The dataset is the 2021 SPARCS de-identified inpatient discharge file from New York State. It contains discharge-level detail on patient characteristics, diagnoses, services, and charges without protected health information.
SPARCS 2021
Hospital Inpatient Discharges, de-identified, New York State Department of Health.
Python and Pandas
Reduced the raw file from 32 columns to 14 analysis-ready fields.
Power BI
Built the analytical model and measures for cost, charges, length of stay, payer comparison, and risk segmentation.
Interactive report
Designed an interactive dashboard focused on burden, provider variation, and financial signals.
Selected signals
Examples from the analysis.
These are descriptive signals from the dashboard, not medical or policy conclusions.
High-cost diagnosis signal: one diagnosis group in the dashboard showed an approximately $90K median cost.
Long-stay signal: maltreatment and abuse-related cases showed an average stay of 37 days.

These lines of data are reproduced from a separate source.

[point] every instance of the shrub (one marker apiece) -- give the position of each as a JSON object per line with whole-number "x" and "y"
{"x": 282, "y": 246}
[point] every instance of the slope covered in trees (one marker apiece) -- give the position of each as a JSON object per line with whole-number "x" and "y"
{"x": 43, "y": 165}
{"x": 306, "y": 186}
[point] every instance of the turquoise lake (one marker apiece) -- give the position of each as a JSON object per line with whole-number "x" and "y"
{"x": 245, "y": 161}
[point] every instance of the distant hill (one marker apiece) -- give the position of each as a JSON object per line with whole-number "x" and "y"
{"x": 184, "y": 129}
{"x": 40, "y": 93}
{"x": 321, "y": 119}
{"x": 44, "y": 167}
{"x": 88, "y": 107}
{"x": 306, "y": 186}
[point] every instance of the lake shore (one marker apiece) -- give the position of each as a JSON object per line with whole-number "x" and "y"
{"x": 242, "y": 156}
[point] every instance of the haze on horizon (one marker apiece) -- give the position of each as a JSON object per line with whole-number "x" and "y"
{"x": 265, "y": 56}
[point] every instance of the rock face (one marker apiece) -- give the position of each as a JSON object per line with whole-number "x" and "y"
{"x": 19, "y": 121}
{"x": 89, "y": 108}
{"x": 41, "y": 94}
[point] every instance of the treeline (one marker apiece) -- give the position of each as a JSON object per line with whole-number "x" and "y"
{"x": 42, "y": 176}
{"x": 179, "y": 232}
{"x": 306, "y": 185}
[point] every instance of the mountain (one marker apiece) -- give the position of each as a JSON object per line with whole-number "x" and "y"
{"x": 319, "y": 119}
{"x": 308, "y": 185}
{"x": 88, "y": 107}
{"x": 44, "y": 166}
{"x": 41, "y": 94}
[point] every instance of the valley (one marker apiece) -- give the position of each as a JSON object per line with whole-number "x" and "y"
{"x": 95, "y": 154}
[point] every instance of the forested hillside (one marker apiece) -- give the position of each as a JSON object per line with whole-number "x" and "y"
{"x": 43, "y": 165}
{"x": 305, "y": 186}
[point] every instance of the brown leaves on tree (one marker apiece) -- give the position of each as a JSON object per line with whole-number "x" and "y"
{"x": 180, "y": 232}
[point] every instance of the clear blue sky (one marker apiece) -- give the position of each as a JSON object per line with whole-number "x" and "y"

Financial signal: several service lines showed charges around 3-3.5x actual care costs.
Payer and risk signal: Medicare discharges showed higher average costs and a larger share of major or extreme mortality risk than private insurance patients in this dataset view.
Limitations
What this project does not claim.
- This is a descriptive analysis, not a causal study.
- The dataset covers New York State inpatient discharges in 2021.
- Patterns may reflect coding, case mix, hospital specialization, and other contextual factors.
- The dashboard is for exploration, not medical, reimbursement, or policy decisions.